I guess to draw the parallel to playing the piano, I do this in that area as well. I find a piece I want to play. I try to learn it. Sometimes I get it, if it's within my ability. Oftentimes, I don't and I give up. As much as people think I'm a virtuoso, I'm not. I'm looking at one of the virtuosic pieces I have in my library. I can't even play the first page. I've had this thing taunting me for ten years already.
There are a few instances where my love/hate of the piano and love/hate of writing differ. I have a solid support system in place with the piano. It's been established in my family that I have this skill, and it's one that they enjoy. Among extended family, among family friends, etc.; being a pianist is something they associate with me. They're aware of my limits and capabilities, and they accept this. I don't intend to let it be anything more than just a hobby.
Writing, however... I don't have the same support system.
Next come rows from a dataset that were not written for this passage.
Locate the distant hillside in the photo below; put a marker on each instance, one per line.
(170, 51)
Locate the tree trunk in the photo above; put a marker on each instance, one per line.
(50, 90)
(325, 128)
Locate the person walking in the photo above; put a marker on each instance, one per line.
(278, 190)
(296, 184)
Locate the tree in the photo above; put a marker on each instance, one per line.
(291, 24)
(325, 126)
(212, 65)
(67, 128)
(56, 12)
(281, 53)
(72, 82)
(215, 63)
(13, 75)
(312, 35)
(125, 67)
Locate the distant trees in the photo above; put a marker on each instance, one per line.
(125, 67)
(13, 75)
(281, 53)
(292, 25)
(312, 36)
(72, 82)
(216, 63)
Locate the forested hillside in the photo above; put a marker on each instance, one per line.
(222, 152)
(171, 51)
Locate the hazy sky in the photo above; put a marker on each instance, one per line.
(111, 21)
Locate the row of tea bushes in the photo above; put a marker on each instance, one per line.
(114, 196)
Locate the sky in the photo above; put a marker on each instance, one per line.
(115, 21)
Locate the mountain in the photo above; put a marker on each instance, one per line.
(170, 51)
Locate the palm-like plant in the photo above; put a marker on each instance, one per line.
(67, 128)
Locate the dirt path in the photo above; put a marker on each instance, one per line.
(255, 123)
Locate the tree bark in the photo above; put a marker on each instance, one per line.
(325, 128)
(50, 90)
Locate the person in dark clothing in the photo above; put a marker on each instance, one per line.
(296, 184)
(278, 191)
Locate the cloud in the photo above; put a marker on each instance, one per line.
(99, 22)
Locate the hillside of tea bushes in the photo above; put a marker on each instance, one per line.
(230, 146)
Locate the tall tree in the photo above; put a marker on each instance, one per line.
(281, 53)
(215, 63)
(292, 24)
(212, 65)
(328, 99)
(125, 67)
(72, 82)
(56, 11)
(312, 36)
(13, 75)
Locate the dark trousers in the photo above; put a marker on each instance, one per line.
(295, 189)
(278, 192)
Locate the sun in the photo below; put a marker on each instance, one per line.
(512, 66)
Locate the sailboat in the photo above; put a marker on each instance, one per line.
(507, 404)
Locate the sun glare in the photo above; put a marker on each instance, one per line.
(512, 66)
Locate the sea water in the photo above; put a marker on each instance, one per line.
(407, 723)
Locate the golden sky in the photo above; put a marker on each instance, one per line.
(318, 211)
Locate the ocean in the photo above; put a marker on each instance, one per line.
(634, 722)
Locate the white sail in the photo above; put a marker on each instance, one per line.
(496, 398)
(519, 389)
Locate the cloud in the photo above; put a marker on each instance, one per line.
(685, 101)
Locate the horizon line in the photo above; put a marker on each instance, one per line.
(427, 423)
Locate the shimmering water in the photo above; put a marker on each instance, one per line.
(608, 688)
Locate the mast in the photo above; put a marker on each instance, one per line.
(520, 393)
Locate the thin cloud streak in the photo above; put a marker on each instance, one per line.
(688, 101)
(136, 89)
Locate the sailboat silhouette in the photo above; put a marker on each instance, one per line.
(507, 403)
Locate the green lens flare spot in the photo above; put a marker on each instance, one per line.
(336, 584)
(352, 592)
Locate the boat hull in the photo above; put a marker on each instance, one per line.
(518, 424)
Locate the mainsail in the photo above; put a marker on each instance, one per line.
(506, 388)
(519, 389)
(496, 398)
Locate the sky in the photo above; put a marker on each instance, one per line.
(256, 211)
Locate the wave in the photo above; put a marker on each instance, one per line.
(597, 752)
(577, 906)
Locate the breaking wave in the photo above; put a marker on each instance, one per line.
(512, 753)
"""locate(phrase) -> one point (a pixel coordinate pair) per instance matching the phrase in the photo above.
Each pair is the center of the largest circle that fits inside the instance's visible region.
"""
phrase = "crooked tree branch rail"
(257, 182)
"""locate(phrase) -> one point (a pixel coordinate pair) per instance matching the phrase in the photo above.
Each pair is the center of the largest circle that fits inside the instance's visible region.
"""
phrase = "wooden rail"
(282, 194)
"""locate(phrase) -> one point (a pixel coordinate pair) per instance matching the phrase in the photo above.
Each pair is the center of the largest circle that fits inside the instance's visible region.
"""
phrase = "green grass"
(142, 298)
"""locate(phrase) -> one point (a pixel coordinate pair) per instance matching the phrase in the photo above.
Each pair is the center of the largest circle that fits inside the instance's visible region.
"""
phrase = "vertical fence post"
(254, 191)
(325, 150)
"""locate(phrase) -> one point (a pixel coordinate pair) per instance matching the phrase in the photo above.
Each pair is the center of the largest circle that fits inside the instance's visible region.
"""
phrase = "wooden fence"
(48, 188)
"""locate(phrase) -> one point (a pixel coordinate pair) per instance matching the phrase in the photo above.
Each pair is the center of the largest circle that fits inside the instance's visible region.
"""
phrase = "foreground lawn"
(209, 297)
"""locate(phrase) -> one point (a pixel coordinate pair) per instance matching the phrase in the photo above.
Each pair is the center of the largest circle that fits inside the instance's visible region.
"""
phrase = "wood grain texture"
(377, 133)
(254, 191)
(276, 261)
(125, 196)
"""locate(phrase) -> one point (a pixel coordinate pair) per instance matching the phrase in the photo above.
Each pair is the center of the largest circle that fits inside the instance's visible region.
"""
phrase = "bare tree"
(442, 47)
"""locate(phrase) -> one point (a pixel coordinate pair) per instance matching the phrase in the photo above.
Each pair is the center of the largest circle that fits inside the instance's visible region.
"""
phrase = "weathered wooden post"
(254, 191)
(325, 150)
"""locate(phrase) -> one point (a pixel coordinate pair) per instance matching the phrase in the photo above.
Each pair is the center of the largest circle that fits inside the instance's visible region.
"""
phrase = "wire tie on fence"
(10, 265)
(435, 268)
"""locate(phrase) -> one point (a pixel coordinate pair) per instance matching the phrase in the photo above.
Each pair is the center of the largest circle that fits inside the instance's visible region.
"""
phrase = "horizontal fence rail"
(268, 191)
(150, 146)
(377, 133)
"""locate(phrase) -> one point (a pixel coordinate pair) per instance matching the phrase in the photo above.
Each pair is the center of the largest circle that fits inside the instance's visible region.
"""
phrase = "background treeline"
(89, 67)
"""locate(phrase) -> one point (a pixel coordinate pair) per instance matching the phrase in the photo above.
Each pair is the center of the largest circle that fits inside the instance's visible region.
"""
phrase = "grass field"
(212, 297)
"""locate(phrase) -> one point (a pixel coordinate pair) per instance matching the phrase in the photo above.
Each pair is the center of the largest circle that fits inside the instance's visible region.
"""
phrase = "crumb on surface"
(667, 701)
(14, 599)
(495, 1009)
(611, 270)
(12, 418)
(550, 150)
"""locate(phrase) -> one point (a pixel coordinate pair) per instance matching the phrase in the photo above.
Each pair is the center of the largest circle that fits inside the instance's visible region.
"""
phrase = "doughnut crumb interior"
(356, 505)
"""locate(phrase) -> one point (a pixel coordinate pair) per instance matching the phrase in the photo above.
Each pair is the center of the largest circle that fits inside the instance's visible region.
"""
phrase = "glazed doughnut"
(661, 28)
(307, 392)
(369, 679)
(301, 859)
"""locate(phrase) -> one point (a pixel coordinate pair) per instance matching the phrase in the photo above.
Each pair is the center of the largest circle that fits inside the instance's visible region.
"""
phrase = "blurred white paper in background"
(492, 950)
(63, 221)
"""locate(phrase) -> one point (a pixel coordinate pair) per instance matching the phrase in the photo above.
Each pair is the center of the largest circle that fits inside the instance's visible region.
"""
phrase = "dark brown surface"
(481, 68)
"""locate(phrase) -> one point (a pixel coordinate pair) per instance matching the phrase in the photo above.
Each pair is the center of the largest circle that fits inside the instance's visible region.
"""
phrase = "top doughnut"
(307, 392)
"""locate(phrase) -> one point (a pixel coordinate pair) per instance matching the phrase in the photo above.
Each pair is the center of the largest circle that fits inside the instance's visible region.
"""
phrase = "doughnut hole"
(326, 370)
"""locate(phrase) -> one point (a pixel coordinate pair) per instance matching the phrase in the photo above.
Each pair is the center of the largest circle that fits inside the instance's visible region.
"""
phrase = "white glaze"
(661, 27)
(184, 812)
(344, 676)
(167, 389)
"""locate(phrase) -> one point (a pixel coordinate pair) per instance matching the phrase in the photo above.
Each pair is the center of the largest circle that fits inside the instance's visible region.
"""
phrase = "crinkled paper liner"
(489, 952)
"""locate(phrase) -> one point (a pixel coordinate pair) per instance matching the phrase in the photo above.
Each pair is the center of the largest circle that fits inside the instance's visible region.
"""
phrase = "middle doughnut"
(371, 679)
Everything I write, the encouragement to continue writing just one more scene/chapter/project/idea is all from me. And unlike being a pianist, I do intend to do more than letting it be a hobby. It's been a life-long dream of mine to publish something, to prove to my family that it's not some worthless aspiration I have. Until relatively recently with enrolling in Creative Writing, all of this support was uniquely from me. There was no outside influence from my family, from my friends, from family friends; no one. And I guess that's why this hatred of writing hurts me a lot more than I expected it to.
Anyway, if this doesn't make sense to anyone, I'm just ranting. Yet another project finished, and still those closest to me just don't care. If they don't care, why should I?
Sure, I'm probably thinking irrationally and like a petulant child. It'll pass. Hopefully.